# Brahms Tragic Overture



## EvaBaron (Jan 3, 2022)

What do you think of this piece? I thinks it’s his best overture. I listen to jochum/LSO but if anyone has a cracker performance that is recommended than I would love to check that out


----------



## Monsalvat (11 mo ago)

Love it! It always reminds me of the Corolian Overture as well. Fantastic for when I want to listen to Brahms and don't have the time for a complete symphony. Barbirolli/Vienna Philharmonic comes to mind as a favorite performance.


----------



## mbhaub (Dec 2, 2016)

His best overture? Well, there are only two. Personally this is one of his orchestral works that I've never taken to. Too austere and serious. The Academic Festival is so much more exciting. I don't even like playing the Tragic. Doesn't matter who's playing or conducting...just not a favorite.


----------



## Xenophiliu (Jan 2, 2022)

I never really got on with the Tragic Overture either. It is Abbado's recording that usually sells me on it, though.


----------



## brahms4 (May 8, 2017)

Karel Ancerl with the Czech Philharmonic from the early 60s is my favorite version among many fine ones.Wonderful sonics to boot.


----------



## Brahmsian Colors (Sep 16, 2016)

My top choice is Fritz Reiner with the Chicago Symphony.


----------



## Enthusiast (Mar 5, 2016)

I love the piece but can't even imagine having a single favourite. Of the top of my head I can remember really liking Harnoncourt's account (it comes with the symphonies some of which I feel Harnoncourt doesn't get quite right), Abbado's, Sanderling's and others. I think I remember the Jochum as a good one, too.


----------



## Animal the Drummer (Nov 14, 2015)

Took me a while to get into the Tragic Overture originally. The recording by Alceo Galliera (such a fine Brahmsian) conducting the Philharmonia was what unlocked it for me.


----------



## EvaBaron (Jan 3, 2022)

Thanks, I will be giving a listen to those recordings


----------



## hammeredklavier (Feb 18, 2018)

EvaBaron said:


> What do you think of this piece? I thinks it’s his best overture.

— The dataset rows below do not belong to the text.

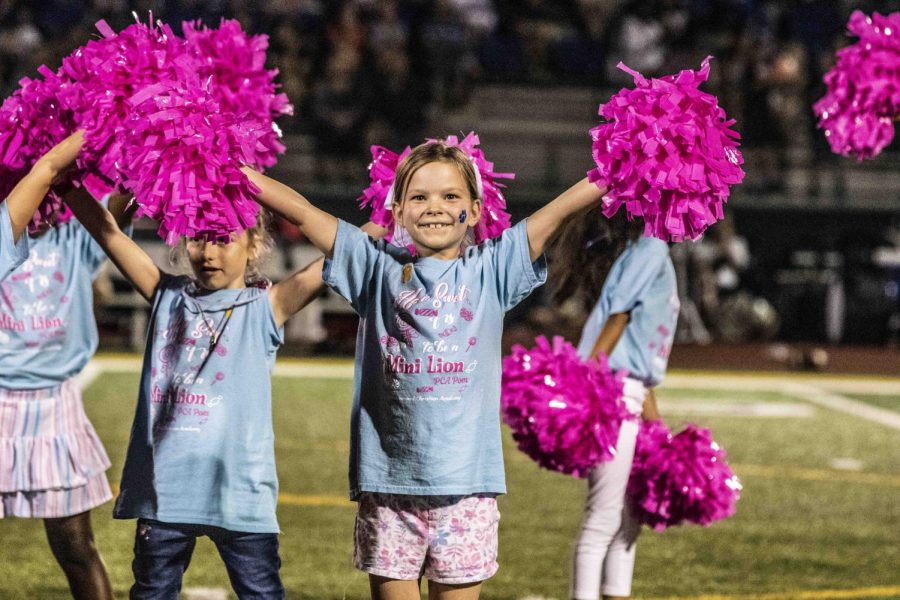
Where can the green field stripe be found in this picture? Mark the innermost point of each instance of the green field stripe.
(314, 500)
(804, 474)
(870, 592)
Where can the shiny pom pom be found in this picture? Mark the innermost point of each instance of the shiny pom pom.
(33, 120)
(235, 64)
(182, 158)
(680, 478)
(667, 153)
(857, 112)
(564, 413)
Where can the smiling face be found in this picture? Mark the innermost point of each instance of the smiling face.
(437, 210)
(219, 266)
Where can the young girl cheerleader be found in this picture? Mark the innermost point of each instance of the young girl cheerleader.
(52, 464)
(426, 461)
(24, 199)
(201, 460)
(630, 281)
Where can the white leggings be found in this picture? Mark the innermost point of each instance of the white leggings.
(605, 549)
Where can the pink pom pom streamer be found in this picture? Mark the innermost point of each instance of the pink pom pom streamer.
(564, 413)
(182, 158)
(667, 153)
(681, 478)
(106, 73)
(33, 120)
(494, 218)
(857, 112)
(235, 63)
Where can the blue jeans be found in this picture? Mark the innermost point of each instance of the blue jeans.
(162, 553)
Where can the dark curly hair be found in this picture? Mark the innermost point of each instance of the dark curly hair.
(584, 251)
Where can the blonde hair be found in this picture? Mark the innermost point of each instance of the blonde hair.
(259, 241)
(430, 152)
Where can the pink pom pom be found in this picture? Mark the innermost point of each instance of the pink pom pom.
(668, 154)
(494, 218)
(32, 121)
(182, 159)
(564, 413)
(235, 63)
(680, 478)
(863, 96)
(106, 74)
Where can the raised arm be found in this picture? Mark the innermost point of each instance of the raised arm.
(290, 295)
(317, 225)
(25, 198)
(131, 260)
(543, 224)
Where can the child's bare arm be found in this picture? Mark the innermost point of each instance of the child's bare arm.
(25, 198)
(295, 292)
(317, 225)
(543, 225)
(651, 409)
(131, 260)
(122, 208)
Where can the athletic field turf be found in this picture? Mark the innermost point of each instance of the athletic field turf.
(819, 458)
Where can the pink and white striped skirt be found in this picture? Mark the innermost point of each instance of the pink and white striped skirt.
(52, 464)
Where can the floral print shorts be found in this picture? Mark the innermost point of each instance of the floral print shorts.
(446, 539)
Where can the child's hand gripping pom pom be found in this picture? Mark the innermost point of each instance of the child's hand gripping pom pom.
(380, 193)
(564, 413)
(182, 160)
(681, 478)
(32, 121)
(863, 97)
(667, 153)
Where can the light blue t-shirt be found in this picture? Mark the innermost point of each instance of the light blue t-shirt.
(641, 281)
(12, 254)
(426, 403)
(202, 446)
(47, 327)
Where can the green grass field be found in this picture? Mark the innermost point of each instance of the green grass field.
(804, 528)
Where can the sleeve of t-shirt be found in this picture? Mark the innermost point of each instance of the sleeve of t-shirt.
(91, 252)
(12, 253)
(349, 270)
(637, 274)
(516, 275)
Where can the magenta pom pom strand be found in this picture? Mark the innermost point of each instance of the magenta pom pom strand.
(564, 413)
(680, 478)
(668, 154)
(172, 119)
(858, 111)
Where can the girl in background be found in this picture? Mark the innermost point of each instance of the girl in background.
(629, 281)
(52, 464)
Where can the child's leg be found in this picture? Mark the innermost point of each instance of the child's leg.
(72, 542)
(162, 553)
(383, 588)
(443, 591)
(618, 567)
(602, 515)
(252, 562)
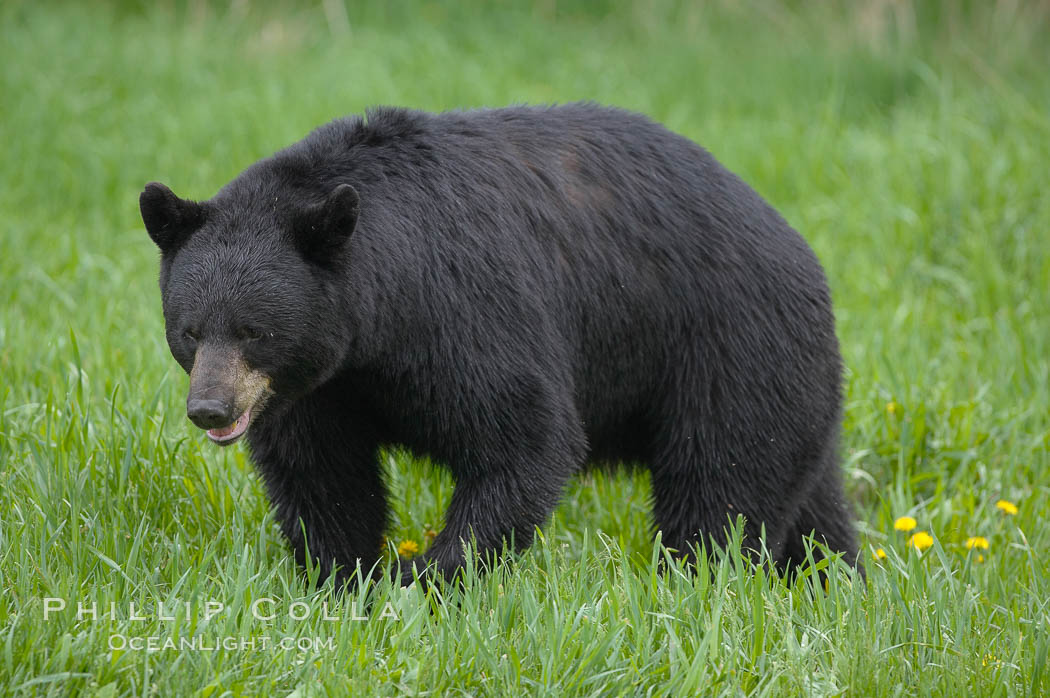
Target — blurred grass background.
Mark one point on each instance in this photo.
(907, 141)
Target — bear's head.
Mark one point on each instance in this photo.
(252, 300)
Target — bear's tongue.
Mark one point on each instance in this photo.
(232, 431)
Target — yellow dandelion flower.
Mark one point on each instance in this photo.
(904, 524)
(1007, 507)
(921, 541)
(979, 542)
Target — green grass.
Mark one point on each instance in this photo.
(911, 153)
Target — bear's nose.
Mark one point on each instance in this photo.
(210, 414)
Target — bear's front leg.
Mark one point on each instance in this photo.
(508, 479)
(319, 464)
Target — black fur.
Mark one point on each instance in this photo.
(513, 293)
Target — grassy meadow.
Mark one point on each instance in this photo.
(908, 142)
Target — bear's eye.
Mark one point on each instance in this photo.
(250, 334)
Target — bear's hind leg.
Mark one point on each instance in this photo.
(704, 477)
(827, 516)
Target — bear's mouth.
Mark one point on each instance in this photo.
(227, 435)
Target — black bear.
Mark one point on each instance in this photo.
(513, 293)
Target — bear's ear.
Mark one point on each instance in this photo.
(169, 219)
(324, 228)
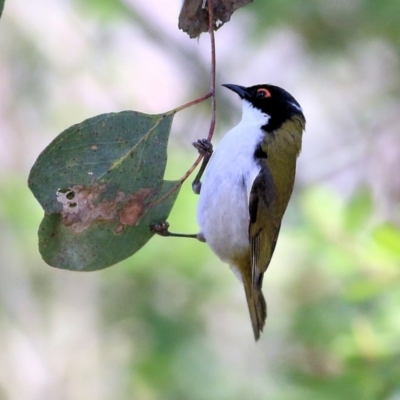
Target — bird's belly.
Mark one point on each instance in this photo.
(223, 212)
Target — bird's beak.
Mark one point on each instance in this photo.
(240, 90)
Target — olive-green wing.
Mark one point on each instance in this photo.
(264, 225)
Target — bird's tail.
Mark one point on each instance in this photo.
(257, 308)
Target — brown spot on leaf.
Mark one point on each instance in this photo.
(193, 18)
(134, 208)
(82, 208)
(119, 228)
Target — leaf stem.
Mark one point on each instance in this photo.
(211, 94)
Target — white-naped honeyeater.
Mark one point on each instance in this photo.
(247, 186)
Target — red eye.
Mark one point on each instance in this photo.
(262, 93)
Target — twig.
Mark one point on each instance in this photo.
(211, 94)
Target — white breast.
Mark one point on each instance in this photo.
(223, 213)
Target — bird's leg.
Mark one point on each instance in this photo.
(162, 230)
(205, 149)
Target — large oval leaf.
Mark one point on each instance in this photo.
(98, 182)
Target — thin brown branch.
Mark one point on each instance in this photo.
(211, 94)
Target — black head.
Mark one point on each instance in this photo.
(271, 100)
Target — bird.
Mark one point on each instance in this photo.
(246, 187)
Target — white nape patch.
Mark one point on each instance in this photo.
(253, 116)
(296, 106)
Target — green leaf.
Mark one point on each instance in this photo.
(99, 246)
(388, 238)
(98, 183)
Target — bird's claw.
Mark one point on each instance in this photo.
(160, 228)
(204, 147)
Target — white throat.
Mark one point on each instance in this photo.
(253, 116)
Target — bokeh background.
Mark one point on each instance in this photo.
(171, 322)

I think it's his most Tragic work.


----------



## Heck148 (Oct 27, 2016)

EvaBaron said:


> What do you think of this piece? I thinks it’s his best overture.


I love Tragic Overture, Academic Festival, too...for TrGic, 2 favorites:
Toscanini/NBC - lots of drive intensity 
Reiner,/CSO - again lots of drive and beautiful contrasts between martial, dotted rhythm figures, and long lyrical chorale passages...some beautiful legato cantabile playing from CSO brass...


----------



## Highwayman (Jul 16, 2018)

I love it but that`s not telling too much because I love almost all Brahms. My traditional champion is Barbirolli but I think I might take Chailly as my top pick today. I have mixed feelings about his take on the symphonies but when it comes to overtures he gets it just right imo. I like my overtures fast and Chailly is fast but not really an overkill like Reiner or Maazel (Berlin).


----------



## Floeddie (8 mo ago)

mbhaub said:


> The Academic Festival is so much more exciting. I don't even like playing the Tragic.


I”ll drink to that 🥃


----------



## hammeredklavier (Feb 18, 2018)

mbhaub said:


> Too austere and serious. The Academic Festival is so much more exciting.


Too Academically Festive.


----------



## Roger Knox (Jul 19, 2017)

I believe it is an expression of the anguish that the composer experienced but kept under control in his music usually. At least that's what came across in a video of Bernstein conducting it, the Tragic Overture, no doubt maximizing the emotional effect. Another example of Brahms at his most anguished is, I think, in the last part of the finale in the great Piano Quintet -- really wild at times.


----------